Log Collection Guide

This guide covers how to collect system logs into LimaCharlie using USP adapters. While the examples focus on common Linux log paths, the same adapter configurations work on any supported platform (FreeBSD, macOS, etc.) — just adjust the file paths for your OS.

Collection Methods

The file adapter monitors log files for changes and streams new entries to LimaCharlie. It supports glob patterns for monitoring multiple files and handles log rotation automatically.

Key Features:

  • Glob pattern support (/var/log/*.log)
  • Automatic log rotation handling (with inode-based detection)
  • Polling mode for reliable collection on BSD, network filesystems, and across log rotations
  • Backfill support for historical data
  • Multi-line JSON parsing
  • Grok pattern parsing for structured log extraction

Basic Configuration:

file:
  client_options:
    identity:
      oid: "your-organization-id"
      installation_key: "your-installation-key"
    platform: "text"  # or "json" for structured logs
    sensor_seed_key: "linux-logs"
  file_path: "/path/to/logfile"
  backfill: false  # Set true to read existing content
  no_follow: false # Set true to stop after reading existing content

Syslog Adapter

The syslog adapter runs as a syslog server, accepting logs via TCP or UDP. This is useful for centralizing logs from multiple systems or integrating with existing syslog infrastructure.

Key Features:

  • TCP and UDP support
  • TLS encryption support
  • Mutual TLS authentication
  • RFC 3164/5424 syslog format support

Basic Configuration:

syslog:
  client_options:
    identity:
      oid: "your-organization-id"
      installation_key: "your-installation-key"
    platform: "text"
    sensor_seed_key: "syslog-server"
  port: 514
  iface: "0.0.0.0"
  is_udp: false  # Use TCP by default

Log Parsing Options

LimaCharlie supports two methods for parsing unstructured log data:

  • parsing_grok: Uses Grok patterns (recommended) - pre-built patterns for common log formats, easier to read and maintain
  • parsing_re: Uses regular expressions - for custom formats or when Grok patterns don't meet specific needs

Grok patterns are built on regular expressions but provide named patterns for common elements like timestamps, IP addresses, and log formats. Use Grok when possible for better maintainability.

Common Log Sources

System Logs (/var/log/messages, /var/log/syslog)

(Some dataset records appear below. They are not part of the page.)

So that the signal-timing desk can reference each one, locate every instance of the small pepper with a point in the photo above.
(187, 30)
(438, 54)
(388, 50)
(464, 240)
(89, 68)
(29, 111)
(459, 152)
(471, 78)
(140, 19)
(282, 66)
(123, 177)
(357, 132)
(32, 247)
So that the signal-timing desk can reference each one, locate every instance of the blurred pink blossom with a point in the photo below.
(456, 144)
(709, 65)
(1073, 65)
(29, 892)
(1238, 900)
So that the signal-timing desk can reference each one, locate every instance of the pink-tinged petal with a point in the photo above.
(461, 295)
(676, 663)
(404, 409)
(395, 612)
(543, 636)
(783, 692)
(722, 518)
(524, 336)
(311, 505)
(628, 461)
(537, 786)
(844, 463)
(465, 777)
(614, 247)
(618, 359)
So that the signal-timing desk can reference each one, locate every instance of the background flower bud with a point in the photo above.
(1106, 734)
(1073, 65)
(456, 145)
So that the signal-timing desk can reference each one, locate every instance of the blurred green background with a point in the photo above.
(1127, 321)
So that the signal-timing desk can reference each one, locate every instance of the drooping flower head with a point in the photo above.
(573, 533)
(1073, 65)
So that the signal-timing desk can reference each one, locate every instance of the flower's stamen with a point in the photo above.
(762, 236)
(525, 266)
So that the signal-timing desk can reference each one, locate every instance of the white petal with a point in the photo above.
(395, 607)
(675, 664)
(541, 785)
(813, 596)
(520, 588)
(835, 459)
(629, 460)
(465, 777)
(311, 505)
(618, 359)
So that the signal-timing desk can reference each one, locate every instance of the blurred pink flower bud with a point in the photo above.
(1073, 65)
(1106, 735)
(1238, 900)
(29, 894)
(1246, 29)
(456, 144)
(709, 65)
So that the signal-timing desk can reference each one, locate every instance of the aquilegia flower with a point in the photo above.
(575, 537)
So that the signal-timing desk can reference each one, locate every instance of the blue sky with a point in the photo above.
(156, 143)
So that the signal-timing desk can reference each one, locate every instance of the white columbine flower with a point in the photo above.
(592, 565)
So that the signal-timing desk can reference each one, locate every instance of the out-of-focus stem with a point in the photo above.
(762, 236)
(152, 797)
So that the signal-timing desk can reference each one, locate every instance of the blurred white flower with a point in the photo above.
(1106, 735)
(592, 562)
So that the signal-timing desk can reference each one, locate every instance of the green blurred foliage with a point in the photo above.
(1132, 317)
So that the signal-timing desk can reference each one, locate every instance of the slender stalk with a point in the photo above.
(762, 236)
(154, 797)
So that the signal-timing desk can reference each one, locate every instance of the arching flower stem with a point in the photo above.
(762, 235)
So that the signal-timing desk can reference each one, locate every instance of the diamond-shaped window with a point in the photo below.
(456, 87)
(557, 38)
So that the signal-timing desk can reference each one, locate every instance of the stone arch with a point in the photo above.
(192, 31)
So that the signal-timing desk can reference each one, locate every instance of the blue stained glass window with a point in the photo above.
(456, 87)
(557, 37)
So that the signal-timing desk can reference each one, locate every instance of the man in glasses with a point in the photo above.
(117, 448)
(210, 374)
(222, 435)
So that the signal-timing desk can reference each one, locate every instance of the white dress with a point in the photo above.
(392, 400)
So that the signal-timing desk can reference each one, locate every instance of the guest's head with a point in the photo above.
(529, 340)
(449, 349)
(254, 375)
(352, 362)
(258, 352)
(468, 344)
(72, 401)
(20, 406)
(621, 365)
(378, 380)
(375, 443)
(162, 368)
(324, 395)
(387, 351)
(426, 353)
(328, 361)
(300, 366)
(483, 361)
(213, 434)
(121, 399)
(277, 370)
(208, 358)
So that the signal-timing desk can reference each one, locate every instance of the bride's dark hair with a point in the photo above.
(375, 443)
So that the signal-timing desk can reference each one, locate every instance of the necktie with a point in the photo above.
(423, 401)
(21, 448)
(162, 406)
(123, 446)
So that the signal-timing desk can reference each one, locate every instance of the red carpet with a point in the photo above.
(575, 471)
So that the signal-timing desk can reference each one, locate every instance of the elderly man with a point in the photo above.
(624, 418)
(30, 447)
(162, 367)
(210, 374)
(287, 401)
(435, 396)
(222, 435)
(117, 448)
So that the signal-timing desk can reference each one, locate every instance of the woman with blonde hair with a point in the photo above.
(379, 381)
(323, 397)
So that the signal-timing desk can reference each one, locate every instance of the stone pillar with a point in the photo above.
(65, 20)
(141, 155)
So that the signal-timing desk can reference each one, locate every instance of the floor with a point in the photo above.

Traditional system logs contain kernel messages, service logs, and general system events.

File Adapter Approach:

file:
  client_options:
    identity:
      oid: "your-organization-id"
      installation_key: "your-installation-key"
    platform: "text"
    sensor_seed_key: "system-logs"
    mapping:
      parsing_grok:
        message: "%{SYSLOGTIMESTAMP:date} %{HOSTNAME:host} %{DATA:service}(?:\\[%{POSINT:pid}\\])?: %{GREEDYDATA:message}"
      sensor_hostname_path: "host"
      event_type_path: "service"
  file_path: "/var/log/messages"  # or /var/log/syslog

Kernel Logs (/var/log/kern.log)

Kernel-specific messages including hardware events, driver messages, and security events.

file:
  client_options:
    identity:
      oid: "your-organization-id"
      installation_key: "your-installation-key"
    platform: "text"
    sensor_seed_key: "kernel-logs"
    mapping:
      parsing_grok:
        message: "%{SYSLOGTIMESTAMP:date} %{HOSTNAME:host} kernel: %{GREEDYDATA:message}"
      sensor_hostname_path: "host"
      event_type_path: "kernel"
  file_path: "/var/log/kern.log"

Apache Logs (/var/log/httpd/, /var/log/apache2/)

file:
  client_options:
    identity:
      oid: "your-organization-id"
      installation_key: "your-installation-key"
    platform: "text"
    sensor_seed_key: "apache-logs"
    mapping:
      parsing_grok:
        message: "%{COMMONAPACHELOG}"
      event_type_path: "verb"
  file_path: "/var/log/apache2/access.log"  # or /var/log/httpd/access_log

Nginx Logs (/var/log/nginx/*)

file:
  client_options:
    identity:
      oid: "your-organization-id"
      installation_key: "your-installation-key"
    platform: "text"
    sensor_seed_key: "nginx-logs"
    mapping:
      parsing_grok:
        message: "%{NGINXACCESS}"
      event_type_path: "verb"
  file_path: "/var/log/nginx/access.log"

Audit Logs (/var/log/audit/audit.log)

Linux audit logs are critical for CIS Controls compliance and security monitoring.

file:
  client_options:
    identity:
      oid: "your-organization-id"
      installation_key: "your-installation-key"
    platform: "text"
    sensor_seed_key: "audit-logs"
    mapping:
      parsing_grok:
        message: "type=%{DATA:audit_type} msg=audit\\(%{NUMBER:timestamp}:%{NUMBER:serial}\\): %{GREEDYDATA:audit_data}"
      event_type_path: "audit_type"
      event_time_path: "timestamp"
  file_path: "/var/log/audit/audit.log"

Journalctl

Modern logging solution that can output in JSON format for structured parsing.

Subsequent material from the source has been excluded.